Setibanya disana, aku bisa merasakan belenggu Om Surya. Dia bolak-balik di pintu depan kamar Nenek,
kemudian duduk lagi kursi ruang tunggu. Tangannya tak bisa diam sesekali mengusap wajahnya,
kepalanya, bahkan lengannya dan sesekali juga jemarinya saling berhimpit dan membuka untuk berdoa.

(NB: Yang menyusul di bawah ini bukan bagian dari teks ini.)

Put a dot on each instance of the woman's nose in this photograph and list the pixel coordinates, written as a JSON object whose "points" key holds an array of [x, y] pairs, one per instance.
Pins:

“Sur, tenang. Bismillah banyak sholawatan jeung dzikir, “ Ateu Wina mengusap-usap punggung Om
Surya. Pria berjas putih panjang dengan kalung stetoskop keluar dari ruangan, “Ibu Bapak kondisi Ibu
Aminah memang dari 10 menit yang lalu sudah sangat kritis. Innalillahiwainnailaihirajiun, sekarang
keluarga harus ikhlas ya Bu, Pak. Saya turut berduka cita. Semoga amalan Ibu Aminah pasti insyaAllah
diterima Allah. Semua pecah setelah mendengar pernyataan dokter. Hawa yang awalnya dingin karena AC
ruang tunggu menjadi tambah dingin hingga bulu-buluku menegang. Om Surya membungkuk memegang
lututnya mencoba untuk menopang diri. Ateu Wina juga sudah berderai air mata sambil memeluk pundak
Om Surya. Namun, lama kelamaan tangisan Om Surya semakin keras isakannya tak bisa dibendung cairan
dari mata dan hidung semuanya tumpah, “Ibuuu, ya Allah. Ibuu.” Aku sangat mengerti panggilan Om
Surya itu. Penyesalan yang hebat karena meninggalkan kesan buruk dari pertengkaran mereka. Hingga saat
Nenek meninggal ia belum sempat meminta maaf.